Gerust tot 2034 - Kolet Janssen [column]
Ik had een nieuwe ID-kaart nodig, zo vond mijn gemeente. Hoewel mijn oude kaart naar mijn gevoel nog maar een paar jaar oud was, bleek ze bij nader inzien toch al van bijna tien jaar geleden te dateren. Ik maakte een afspraak op het stadskantoor. Een foto had ik niet nodig, zo meldde men mij, die zou ter plekke gemaakt worden.
Na een fietsrit door de plakkerige miezerregen probeerde ik vergeefs mijn haren in fatsoen te harken en mijn bril te zemen. Dat laatste bleek overbodig, want mijn bril mocht niet mee op de foto. Tussen twee loketten stond een stoel en ik moest strak in een toestel kijken. Met een verdwaasde, bijziende glimlach poseerde ik voor de foto.
Op het beeld dat ik te zien kreeg, stond mijn moeder.
Op het beeld dat ik vervolgens te zien kreeg, stond mijn moeder. Met een rode neus van de kou, een scheve kraag en piekerige haren. Ik slikte sprakeloos mijn verbazing door en onderdrukte de neiging om even rond te kijken of ze haar stiekem uit het woonzorgcentrum hadden gehaald om mij te foppen. Maar ik besefte haarscherp dat er iets anders aan de hand was. Wezenloos leverde ik nog wijsvingerafdrukken en mijn vertrouwde handtekening, in de hoop toch als mezelf geïdentificeerd te kunnen worden.

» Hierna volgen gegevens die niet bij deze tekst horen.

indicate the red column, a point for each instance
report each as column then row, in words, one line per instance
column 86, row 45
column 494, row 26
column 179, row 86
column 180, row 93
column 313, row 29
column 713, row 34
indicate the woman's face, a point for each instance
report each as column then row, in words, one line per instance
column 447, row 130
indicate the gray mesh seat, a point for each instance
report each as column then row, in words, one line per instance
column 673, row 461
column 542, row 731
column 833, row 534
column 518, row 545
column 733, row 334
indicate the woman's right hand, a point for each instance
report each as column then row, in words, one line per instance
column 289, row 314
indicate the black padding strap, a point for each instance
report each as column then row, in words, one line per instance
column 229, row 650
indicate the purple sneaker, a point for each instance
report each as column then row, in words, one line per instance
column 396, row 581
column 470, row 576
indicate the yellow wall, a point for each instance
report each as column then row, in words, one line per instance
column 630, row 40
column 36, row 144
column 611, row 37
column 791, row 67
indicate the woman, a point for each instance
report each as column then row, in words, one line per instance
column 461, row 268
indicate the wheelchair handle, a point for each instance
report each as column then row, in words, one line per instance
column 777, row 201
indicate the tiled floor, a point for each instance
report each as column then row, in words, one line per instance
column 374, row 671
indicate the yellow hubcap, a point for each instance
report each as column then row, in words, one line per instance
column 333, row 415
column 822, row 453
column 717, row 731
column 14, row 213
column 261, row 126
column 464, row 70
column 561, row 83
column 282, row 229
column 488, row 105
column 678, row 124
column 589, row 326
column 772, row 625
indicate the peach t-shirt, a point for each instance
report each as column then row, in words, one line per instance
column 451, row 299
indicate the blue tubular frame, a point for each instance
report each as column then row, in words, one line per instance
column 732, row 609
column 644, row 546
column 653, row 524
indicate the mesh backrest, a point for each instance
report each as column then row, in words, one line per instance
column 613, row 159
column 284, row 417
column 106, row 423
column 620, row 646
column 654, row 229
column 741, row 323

Over een paar weken mag ik de nieuwe kaart gaan ophalen.
‘Dan bent u gerust tot 2034’, zei de vriendelijke ambtenarenmevrouw bemoedigend.
‘2034!’ riep ik uit. ‘Als ik dat maar haal!’ Die kaart zou het wel eens langer kunnen trekken dan ikzelf.

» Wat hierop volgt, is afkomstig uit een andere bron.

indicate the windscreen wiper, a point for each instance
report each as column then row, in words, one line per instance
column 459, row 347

‘Natuurlijk wel’, zei de mevrouw van de gemeente een beetje korzelig. Ze wilde duidelijk dat haar werk zou opleveren. Ik vroeg haar bijna om een certificaat.
Buiten plakte de regen meteen weer een nevel van druppels op mijn brillenglazen en mijn haren. Het was ouderenweek, had ik gelezen. Voor het eerst besloop me het confronterende gevoel dat die week ook over mij ging. Mijn ID-kaart was voortaan het ultieme bewijs.